Paul Treble knows plenty about hay baling. In the contracting business for more than a quarter of a century, Paul has worked in all manner of conditions, with all manner of machines, to meet the expectations of those who engage his team.
He has a simple message about McHale balers and wrappers: “We want more of their gear in Australia!”
Paul’s business is based in Simpson, down in the fertile Western District of Victoria. He established his contracting operation in 1994 and also spent eight intervening years working for another contractor in Gippsland. These days, he has eight fulltime members of staff on the books, a number which increases via the engagement of casual staff during harvest.
“We mainly contract to the dairy industry,” says Paul. “That’s about 90 per cent of our work. We do cultivation, prep and sowing and then come harvest, farmers will have us do the preparation for making silage and hay in round bales. We’ve got two McHale wrappers, the conventional 991B and the other is an Orbital. We also have four McHale V660s and three Vario Fusion baler wrappers.
“We work in an hour’s radius by tractor, so it’s about a 50 to 60 kilometre range from our base unless it’s a bigger job. In that case we have trucks to transport the machinery. The farmer will tell us what he wants – either a hay baler or a silage baler. If he wants us to wrap, we take the Fusions in and do both jobs with one machine.”
Remarkably, the first version of McHale’s Fusion, a combined/ integrated baler wrapper, appeared 20 years ago. As the series evolved, the Fusion range has become the “go to” choice for farmers and contractors in more than 50 countries across the globe.
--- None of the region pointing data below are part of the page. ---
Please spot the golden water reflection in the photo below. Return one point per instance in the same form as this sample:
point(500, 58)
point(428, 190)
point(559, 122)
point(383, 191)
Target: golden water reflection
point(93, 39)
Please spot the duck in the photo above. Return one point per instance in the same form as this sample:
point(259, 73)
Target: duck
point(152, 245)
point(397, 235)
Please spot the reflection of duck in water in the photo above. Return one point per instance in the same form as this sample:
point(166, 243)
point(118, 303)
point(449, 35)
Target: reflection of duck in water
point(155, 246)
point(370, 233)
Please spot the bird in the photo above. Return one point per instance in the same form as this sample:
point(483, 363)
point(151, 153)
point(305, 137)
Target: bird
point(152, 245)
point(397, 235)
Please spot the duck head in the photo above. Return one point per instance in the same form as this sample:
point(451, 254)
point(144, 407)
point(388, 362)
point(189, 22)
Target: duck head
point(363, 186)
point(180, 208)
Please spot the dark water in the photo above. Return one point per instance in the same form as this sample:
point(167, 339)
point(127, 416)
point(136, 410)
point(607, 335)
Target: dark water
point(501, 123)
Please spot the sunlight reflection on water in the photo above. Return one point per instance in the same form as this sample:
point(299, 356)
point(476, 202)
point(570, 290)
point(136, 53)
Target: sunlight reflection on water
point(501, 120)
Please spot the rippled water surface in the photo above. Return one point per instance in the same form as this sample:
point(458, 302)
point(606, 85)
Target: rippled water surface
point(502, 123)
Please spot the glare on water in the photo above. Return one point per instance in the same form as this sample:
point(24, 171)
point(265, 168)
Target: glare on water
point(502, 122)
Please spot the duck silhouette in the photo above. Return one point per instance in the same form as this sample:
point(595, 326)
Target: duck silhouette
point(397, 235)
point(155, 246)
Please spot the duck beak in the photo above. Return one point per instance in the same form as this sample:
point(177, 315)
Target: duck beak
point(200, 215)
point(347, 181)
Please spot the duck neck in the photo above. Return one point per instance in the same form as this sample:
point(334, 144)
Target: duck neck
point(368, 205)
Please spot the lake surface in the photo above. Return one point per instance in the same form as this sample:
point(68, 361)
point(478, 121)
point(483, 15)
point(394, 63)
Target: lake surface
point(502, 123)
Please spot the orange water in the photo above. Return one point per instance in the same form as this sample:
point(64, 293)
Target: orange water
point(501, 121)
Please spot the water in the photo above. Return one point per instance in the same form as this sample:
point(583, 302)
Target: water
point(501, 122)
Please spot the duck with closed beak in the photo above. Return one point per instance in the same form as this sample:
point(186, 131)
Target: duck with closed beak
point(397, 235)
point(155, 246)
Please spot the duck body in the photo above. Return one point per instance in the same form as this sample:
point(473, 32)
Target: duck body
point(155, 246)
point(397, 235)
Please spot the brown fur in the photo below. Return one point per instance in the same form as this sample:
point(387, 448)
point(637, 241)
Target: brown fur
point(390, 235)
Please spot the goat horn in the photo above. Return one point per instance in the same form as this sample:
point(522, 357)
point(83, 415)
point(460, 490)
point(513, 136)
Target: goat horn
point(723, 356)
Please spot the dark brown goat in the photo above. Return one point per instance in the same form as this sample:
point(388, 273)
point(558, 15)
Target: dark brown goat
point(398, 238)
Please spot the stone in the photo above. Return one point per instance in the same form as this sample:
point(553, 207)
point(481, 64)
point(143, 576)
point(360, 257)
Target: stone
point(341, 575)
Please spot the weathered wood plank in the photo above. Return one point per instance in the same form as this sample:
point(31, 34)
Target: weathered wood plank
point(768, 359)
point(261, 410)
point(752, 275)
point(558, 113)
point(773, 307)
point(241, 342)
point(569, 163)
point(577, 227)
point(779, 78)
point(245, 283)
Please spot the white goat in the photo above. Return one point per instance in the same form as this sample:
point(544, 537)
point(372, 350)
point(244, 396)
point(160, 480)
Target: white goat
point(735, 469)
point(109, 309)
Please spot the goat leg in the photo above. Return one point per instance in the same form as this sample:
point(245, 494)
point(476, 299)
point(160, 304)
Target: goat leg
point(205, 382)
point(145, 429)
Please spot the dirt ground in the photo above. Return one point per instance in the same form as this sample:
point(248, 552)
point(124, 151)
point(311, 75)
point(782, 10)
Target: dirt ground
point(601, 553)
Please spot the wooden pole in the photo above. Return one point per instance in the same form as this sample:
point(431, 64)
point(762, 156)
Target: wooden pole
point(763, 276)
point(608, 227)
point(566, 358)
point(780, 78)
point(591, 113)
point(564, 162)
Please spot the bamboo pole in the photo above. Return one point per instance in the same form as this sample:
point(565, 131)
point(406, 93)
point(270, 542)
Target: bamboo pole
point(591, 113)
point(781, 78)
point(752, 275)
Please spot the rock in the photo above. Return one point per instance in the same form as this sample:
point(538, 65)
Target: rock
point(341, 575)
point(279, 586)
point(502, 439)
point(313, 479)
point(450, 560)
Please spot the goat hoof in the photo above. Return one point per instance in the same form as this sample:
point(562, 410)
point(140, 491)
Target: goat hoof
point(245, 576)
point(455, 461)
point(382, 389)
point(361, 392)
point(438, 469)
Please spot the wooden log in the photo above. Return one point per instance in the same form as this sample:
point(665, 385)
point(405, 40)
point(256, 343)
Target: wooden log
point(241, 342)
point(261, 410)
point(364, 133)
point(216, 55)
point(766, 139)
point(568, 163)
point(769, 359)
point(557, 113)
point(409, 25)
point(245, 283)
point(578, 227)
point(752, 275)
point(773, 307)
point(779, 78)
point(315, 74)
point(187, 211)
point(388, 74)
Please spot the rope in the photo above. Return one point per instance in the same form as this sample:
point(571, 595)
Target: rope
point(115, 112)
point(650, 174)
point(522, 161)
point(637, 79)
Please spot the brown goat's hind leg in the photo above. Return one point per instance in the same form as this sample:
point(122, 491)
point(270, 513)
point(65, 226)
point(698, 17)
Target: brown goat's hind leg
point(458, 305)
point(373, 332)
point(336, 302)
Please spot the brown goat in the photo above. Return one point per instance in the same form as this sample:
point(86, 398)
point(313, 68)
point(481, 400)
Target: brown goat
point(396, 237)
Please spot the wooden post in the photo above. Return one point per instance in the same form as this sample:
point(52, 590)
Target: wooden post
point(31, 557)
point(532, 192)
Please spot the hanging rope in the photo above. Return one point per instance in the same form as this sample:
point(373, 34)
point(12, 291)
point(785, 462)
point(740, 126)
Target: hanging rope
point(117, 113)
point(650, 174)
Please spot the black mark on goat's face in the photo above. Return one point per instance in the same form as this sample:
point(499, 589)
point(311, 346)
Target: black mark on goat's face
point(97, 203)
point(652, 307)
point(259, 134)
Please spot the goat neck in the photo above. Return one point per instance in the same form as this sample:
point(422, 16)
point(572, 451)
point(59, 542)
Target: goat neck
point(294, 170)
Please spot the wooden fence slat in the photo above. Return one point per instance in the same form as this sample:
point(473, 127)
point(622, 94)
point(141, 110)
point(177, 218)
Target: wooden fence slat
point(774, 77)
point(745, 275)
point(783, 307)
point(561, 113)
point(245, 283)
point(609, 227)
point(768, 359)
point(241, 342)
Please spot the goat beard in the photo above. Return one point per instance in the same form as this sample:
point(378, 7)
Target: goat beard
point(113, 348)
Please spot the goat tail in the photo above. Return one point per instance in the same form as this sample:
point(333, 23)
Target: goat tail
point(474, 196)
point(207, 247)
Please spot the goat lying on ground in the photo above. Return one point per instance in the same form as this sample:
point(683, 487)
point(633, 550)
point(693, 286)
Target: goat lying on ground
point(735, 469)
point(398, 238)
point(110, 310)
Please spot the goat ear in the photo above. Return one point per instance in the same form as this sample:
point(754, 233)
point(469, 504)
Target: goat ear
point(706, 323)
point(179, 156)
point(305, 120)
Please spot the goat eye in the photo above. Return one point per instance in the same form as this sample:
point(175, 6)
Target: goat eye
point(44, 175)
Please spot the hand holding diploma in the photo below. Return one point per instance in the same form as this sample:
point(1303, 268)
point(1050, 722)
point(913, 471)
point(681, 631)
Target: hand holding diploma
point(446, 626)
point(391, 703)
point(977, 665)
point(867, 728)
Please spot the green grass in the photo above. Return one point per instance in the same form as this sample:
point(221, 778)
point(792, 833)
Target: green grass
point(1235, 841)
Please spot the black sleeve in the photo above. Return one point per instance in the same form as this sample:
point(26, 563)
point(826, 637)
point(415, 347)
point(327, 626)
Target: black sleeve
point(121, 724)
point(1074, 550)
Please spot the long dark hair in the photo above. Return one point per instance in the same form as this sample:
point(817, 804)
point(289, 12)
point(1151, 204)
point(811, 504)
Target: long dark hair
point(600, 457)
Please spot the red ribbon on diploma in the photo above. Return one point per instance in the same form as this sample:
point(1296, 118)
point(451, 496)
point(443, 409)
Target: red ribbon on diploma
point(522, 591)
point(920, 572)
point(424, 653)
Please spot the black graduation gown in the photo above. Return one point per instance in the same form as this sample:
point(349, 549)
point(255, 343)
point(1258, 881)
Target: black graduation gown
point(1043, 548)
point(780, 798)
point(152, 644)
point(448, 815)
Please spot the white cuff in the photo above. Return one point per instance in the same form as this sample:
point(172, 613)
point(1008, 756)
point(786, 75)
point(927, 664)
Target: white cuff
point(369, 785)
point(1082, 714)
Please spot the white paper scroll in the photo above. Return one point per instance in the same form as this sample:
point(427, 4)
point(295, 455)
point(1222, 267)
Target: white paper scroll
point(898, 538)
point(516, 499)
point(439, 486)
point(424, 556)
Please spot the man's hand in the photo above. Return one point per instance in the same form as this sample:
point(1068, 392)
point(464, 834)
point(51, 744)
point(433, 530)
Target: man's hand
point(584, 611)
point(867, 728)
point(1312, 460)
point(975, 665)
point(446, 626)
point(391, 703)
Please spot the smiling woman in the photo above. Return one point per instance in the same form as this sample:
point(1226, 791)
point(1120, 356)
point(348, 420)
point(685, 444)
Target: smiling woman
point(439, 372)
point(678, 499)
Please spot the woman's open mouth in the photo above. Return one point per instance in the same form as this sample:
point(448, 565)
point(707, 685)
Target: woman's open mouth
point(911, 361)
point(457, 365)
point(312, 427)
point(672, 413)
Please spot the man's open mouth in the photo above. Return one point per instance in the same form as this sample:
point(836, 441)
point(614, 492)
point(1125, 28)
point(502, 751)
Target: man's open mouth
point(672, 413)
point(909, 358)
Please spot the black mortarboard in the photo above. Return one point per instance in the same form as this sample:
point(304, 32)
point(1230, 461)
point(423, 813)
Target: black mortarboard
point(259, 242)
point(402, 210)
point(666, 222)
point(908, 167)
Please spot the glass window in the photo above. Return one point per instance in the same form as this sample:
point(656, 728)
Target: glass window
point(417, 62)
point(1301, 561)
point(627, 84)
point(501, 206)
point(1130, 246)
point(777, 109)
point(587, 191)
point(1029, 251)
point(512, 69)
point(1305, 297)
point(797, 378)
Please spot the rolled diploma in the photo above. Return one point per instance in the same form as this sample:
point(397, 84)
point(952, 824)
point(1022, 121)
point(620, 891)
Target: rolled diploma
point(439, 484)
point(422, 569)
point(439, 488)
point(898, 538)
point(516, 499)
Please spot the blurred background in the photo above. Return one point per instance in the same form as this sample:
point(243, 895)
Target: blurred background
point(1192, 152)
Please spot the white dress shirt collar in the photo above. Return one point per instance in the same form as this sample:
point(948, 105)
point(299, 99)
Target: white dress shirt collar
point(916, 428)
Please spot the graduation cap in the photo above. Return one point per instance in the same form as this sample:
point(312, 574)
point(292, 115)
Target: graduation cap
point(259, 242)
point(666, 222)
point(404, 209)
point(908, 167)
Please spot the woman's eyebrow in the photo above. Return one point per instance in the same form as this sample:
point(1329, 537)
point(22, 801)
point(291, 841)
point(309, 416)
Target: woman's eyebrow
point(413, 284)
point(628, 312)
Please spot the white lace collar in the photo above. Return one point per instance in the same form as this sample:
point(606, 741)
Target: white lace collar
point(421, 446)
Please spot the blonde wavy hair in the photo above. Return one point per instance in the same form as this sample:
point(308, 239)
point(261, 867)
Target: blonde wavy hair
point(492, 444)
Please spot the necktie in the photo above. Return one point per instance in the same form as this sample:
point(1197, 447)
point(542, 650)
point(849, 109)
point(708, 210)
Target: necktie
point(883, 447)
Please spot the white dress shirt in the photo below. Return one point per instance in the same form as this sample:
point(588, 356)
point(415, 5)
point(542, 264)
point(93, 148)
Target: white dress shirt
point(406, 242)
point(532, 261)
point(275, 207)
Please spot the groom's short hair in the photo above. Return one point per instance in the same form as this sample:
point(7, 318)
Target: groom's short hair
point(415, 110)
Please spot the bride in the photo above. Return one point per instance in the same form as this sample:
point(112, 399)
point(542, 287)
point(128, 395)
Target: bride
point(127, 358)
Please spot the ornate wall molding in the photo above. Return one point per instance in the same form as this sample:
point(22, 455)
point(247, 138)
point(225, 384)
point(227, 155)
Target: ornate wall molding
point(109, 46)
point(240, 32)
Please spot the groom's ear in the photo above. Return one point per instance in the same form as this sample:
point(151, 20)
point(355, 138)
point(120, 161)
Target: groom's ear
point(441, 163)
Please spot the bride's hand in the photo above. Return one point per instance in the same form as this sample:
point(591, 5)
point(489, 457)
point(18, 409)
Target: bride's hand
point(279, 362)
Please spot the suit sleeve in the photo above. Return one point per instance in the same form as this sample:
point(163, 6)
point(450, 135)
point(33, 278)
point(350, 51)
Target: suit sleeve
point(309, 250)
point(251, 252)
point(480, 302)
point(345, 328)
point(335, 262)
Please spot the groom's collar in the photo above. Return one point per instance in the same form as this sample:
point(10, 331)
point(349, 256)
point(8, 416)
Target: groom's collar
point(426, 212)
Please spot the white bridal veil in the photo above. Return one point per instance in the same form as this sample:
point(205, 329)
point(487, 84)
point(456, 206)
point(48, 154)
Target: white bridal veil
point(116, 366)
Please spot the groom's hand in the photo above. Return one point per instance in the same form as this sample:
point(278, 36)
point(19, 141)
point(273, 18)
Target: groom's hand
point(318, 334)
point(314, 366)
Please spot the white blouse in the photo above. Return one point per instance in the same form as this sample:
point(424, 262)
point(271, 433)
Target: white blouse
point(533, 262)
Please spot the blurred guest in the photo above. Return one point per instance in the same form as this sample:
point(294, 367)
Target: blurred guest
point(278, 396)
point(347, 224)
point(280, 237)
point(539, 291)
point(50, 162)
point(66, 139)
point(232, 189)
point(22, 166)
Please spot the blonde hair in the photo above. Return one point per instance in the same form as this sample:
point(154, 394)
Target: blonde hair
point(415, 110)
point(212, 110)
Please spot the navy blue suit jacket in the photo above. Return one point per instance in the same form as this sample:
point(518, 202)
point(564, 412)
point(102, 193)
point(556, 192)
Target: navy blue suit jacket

Today, the Fusion 3, the Fusion 3 Plus with film binding technology, and the Fusion Vario with variable chamber carry on the tradition, known for their patented bale transfer, high speed vertical wrapping ring and strong resale value.
Paul notes the longevity and durability of his McHale fleet. Being an experienced contractor, he is keenly attuned to the factors that can derail his business.
“Our biggest cost is down time – if we can avoid it, we’re more productive,” he says. “We found that with McHale there’s very little down time. The maintenance on them is minimal and they last longer.
“There’s more electronic componentry now, but as far as the simplicity of McHale goes that hasn’t changed – they haven’t gone too high tech. You always get plugging. Other brands have the drop floor as well but we find the McHales are so much more efficient.
“Since we’ve gone to the baler wrappers, there’s time saved with non-blockage and transfer of the bale into the chamber for wrapping, and we just don’t have the problems that we used to have with older systems, even in damp conditions.”
One of the first McHale machines that Paul invested in was a V660 variable chamber baler. It is still going strong today, 70,000 bales later, with its original belts and original tyres.
“I was one of the first to have McHales in my area,” Paul says. “There were other brands being used, and still are, but they’d always be looking over the fence at what I was doing. Now, you would say there are more McHales in our area than any other brand – that’s contractors and farmers.”